18 Aug, 2023
Amidst assertions of profiteering's significant role in the UK's inflation narrative, official figures reveal a notable boost in the profitability of British companies. The recent data indicates that these businesses have shielded themselves from cost pressures, prompting discussions about the implications of their increased profits.
As global attention turns to the topic of inflation, Joe Biden's remarks on the correlation between declining corporate profits and tackling inflation in the US provide context. Against this backdrop, the Office for National Statistics released figures on Thursday, unveiling a surge in UK business profits during the first quarter of 2023.
A closer look at the numbers reveals that manufacturing firms raised their net rate of return to 8.8% in Q1, up from 8.4% in Q4 2022. Similarly, services companies, constituting a substantial portion of economic activity, witnessed their net rate of return climb to 16.1%, marking a 0.4 percentage point uptick from the last quarter of 2022.
The net rate of return serves as a metric for profitability, showcasing the margin between operational profits and the cost of assets deployed to generate those profits. In response to these developments, unions have alleged that companies are inflating prices beyond the scope of cost increases, dubbing the trend "greedflation."

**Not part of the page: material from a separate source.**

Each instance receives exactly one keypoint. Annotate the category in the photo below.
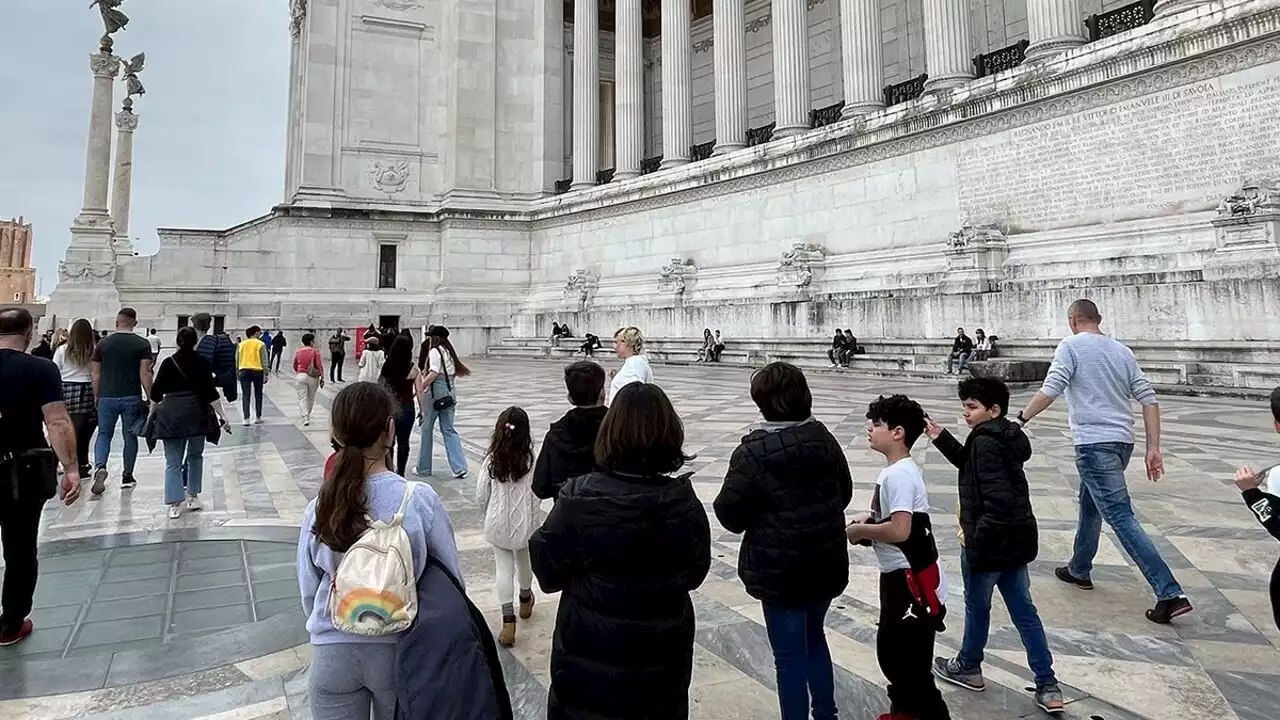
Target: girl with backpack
(310, 376)
(356, 614)
(504, 492)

The stance taken by the Bank of England, which contends that minor fluctuations in corporate profitability demonstrated by ONS data provide little evidence of profiteering, adds further fuel to the discourse. The Bank has consistently urged wage restraint among workers and downplayed the necessity of intervening to curtail price hikes.
On the opposing end of the spectrum, an increasing number of academics, think tanks, and unions voice dissent. The TUC's General Secretary, Paul Novak, expressed astonishment at the ONS statistics, arguing that they underscore a prevailing sense of entitlement among major corporations, which he attributes to higher prices.
Sharon Graham, the head of the Unite union, a key advocate for researching corporate profits in the UK, accused companies of exploiting the crisis. In contrast, Philip King, a former government adviser and former Small Business Commissioner, suggested that many small and medium-sized enterprises might find the situation less alarming. King noted that the data indicates companies are maintaining profitability even amid challenging trading conditions, attributing blame to larger businesses. He noted their greater flexibility in raising prices and cutting costs.
Leading entities such as the International Monetary Fund (IMF), the Organisation for Economic Co-operation and Development (OECD), and numerous prominent academics argue that stable profit margins reflect businesses outperforming other participants in the economy, especially workers.
An OECD report from the previous month revealed that average profit margins in the UK had surged by nearly a quarter between late 2019 and early 2023. Stefano Scarpetta, an OECD director, noted the unconventional nature of profit growth during a period of economic slowdown.
George Dibb, an economist at the IPPR think tank, contested the Bank of England's assertion that consistent profit margins lack significance.
A more in-depth examination of the headline average reveals a slightly more complex situation. Overall, the net rate of return for all non-financial businesses, excluding banks and insurance companies but including North Sea oil and gas firms, rose from 9.8% in Q4 2022 to 9.9% in Q1. This suggests that profit margins remained stable, despite challenging circumstances characterized by rising living costs and reduced disposable incomes.
However, when excluding North Sea oil and gas firms, which experienced a profitability dip in Q1 due to falling energy prices, the level of profitability for most companies surged from 9.6% in Q4 2022 to 10.6% in Q1 2023.
Richard Murphy, a professor of accounting at the University of Sheffield, argued that modest wage increases in sectors beyond financial services imply that larger companies are likely performing significantly better than smaller counterparts. He highlighted the contribution of small and medium-sized firms to half of all UK company profits, with the remainder generated by a relatively small number of larger enterprises.
Anticipated interest rate hikes in the upcoming month, coupled with the Bank's probable rationale of rapidly increasing wages rather than surging profits, are poised to intensify this contentious debate.